Khái niệm cốt lõi
SNRO, a novel framework for video class-incremental learning, slightly shifts the features of new classes during their training stage to greatly improve the performance of old classes, while consuming the same memory as existing methods.
Tóm tắt
The authors propose a novel framework called SNRO for video class-incremental learning. SNRO consists of two key components:
-
Examples Sparse:
- Sparse Extract: SNRO decimates the videos of old classes at a lower sample rate, storing a larger memory set under the same memory consumption.
- Frame Alignment: SNRO uses interpolation to align the sparse frames with the network input, reducing the spatio-temporal information of the video representation.
-
Early Break:
- SNRO terminates the training at a small epoch during the incremental training stage, preventing the model from over-stretching to the newly seen classes.
By slightly dropping the performance of the current task, SNRO greatly improves the performance of previous tasks, effectively alleviating the catastrophic forgetting of old classes. Experiments on UCF101, HMDB51, and UESTC-MMEA-CL datasets demonstrate the effectiveness of SNRO compared to state-of-the-art methods.
Thống kê
Recent video class-incremental learning usually excessively pursues the accuracy of the newly seen classes and relies on memory sets to mitigate catastrophic forgetting of the old classes.

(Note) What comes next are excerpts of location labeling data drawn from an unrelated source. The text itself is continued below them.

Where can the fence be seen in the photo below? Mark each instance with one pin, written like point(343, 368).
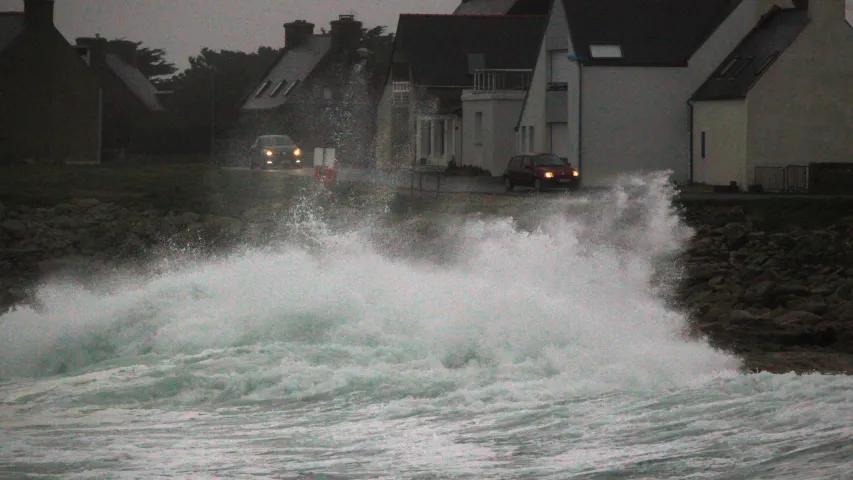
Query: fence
point(789, 179)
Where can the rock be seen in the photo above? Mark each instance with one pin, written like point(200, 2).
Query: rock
point(15, 229)
point(761, 291)
point(72, 265)
point(735, 234)
point(85, 202)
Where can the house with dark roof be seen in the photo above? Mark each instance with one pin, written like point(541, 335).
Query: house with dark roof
point(503, 7)
point(613, 78)
point(315, 92)
point(777, 113)
point(131, 104)
point(455, 87)
point(49, 100)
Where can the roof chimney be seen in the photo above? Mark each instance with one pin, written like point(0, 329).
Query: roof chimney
point(297, 32)
point(346, 33)
point(38, 13)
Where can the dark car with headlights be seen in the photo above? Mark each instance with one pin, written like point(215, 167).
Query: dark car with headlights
point(541, 171)
point(270, 151)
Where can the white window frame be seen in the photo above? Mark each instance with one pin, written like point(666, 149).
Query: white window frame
point(401, 91)
point(447, 133)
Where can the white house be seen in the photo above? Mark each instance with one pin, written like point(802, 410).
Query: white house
point(613, 78)
point(777, 113)
point(455, 89)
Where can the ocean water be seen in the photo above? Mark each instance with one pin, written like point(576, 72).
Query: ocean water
point(495, 349)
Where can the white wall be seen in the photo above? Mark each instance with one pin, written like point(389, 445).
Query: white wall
point(383, 127)
point(500, 113)
point(724, 124)
point(801, 111)
point(533, 113)
point(637, 119)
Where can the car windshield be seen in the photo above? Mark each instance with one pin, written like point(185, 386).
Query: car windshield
point(548, 161)
point(276, 140)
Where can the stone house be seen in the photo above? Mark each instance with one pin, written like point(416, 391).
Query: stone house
point(131, 104)
point(777, 113)
point(50, 102)
point(613, 79)
point(316, 92)
point(454, 90)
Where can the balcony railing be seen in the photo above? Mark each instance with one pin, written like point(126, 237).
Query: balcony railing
point(492, 80)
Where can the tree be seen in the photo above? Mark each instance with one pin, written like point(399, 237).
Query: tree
point(150, 61)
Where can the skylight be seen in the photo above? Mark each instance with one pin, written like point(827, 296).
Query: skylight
point(263, 88)
point(278, 88)
point(605, 51)
point(291, 87)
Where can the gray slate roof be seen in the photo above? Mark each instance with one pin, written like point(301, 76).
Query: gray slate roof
point(11, 24)
point(437, 46)
point(135, 81)
point(294, 64)
point(484, 7)
point(650, 32)
point(742, 69)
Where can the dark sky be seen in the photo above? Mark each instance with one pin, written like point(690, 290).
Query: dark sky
point(182, 27)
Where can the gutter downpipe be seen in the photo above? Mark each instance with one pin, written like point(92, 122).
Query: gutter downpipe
point(690, 155)
point(579, 61)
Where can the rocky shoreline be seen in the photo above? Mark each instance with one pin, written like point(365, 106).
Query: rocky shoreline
point(777, 294)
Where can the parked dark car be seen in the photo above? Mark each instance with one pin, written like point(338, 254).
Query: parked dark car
point(541, 171)
point(270, 151)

Limited storage only allows storing a few representative videos.
Trích dẫn
"SNRO significantly alleviates the catastrophic forgetting of old classes at the cost of slightly drop the performance of the current new classes, thereby improving the overall recognition accuracy."
"Examples Sparse ensures we build larger memory sets consuming the same space as TCD. And using F/2 frames to represent a video contains less spatio-temporal information than using F frames, it effectively prevents the network from over-stretching to high-semantic spaces, which allows preserving more low semantic features in future incremental tasks."
"Early Break effectively prevents the tendency of over-fit to new classes, achieving a 0.73% CNN improvement with the same memory set construction method."